■オバマは、なんと266%の報復関税を中国の鉄鋼製品に
USスチールは、中国の鉄鋼製品のダンピング輸出により、損害を被ったとして、WTOに近く提訴するが、この場合、適応される報復関税は266%になるという。
普通、ダンピング分を計測し、それに対して100%の関税を追加徴税するのが普遍的と見られてきたが、その上、二倍近い税率を提示している。
つまり懲罰的関税である。
WTOはところで、「もはや死に体となった」と発言しているのが、強引に交渉を牽引した張本人のひとり、ミッキー・カンター(元USTR代表)だから、いまさら米国がWTOに提訴しても、どれほどの政治的効果があるのか、不明である。

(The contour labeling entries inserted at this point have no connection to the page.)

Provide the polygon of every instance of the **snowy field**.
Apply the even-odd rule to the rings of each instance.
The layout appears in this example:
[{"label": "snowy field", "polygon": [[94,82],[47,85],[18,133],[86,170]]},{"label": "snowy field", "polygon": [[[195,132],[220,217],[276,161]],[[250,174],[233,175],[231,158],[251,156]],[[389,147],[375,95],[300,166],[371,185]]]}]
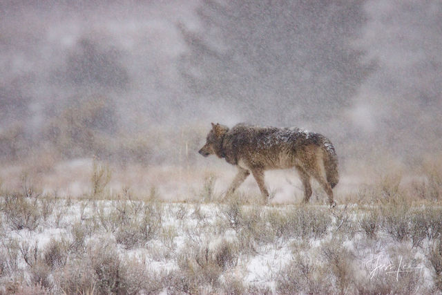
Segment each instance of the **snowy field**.
[{"label": "snowy field", "polygon": [[92,189],[79,198],[41,194],[26,180],[19,192],[2,190],[0,293],[422,294],[442,287],[440,202],[412,203],[391,187],[382,193],[391,194],[387,201],[333,209],[314,200],[263,204],[244,190],[220,201],[210,178],[193,200],[165,200],[155,190],[140,199],[129,189],[111,194],[105,169],[94,169]]}]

政治的タイミングで見れば、トランプが「中国からの輸入品に一律45%を課税せよ」と獅子吼しており、鉄鋼城下町のピッツバーグなどでは一定の支持がある。
オバマ政権としては、この状態を軽視するわけにはいかないというわけだろう。
ともかく中国の設備投資過剰、そして鉄鋼、板ガラス、アルミなどの過剰在庫処分のため、WTOに違反を平気で猛烈なダンピング輸出をしており、世界の鉄鋼メーカー、加工企業などが、猛烈な損害を被り、日本でも四基ほど高炉がとまった。
韓国ではポスコが倒産寸前、インドのタタ財閥の鉄鋼部門は苦境に陥り、ベトナムでは鉄鋼商社が倒産している。
中国の洪水のようなダンピング輸出に対して、米国がようやく反撃を開始したことは、これからの成り行きに注視せざるを得ないだろう。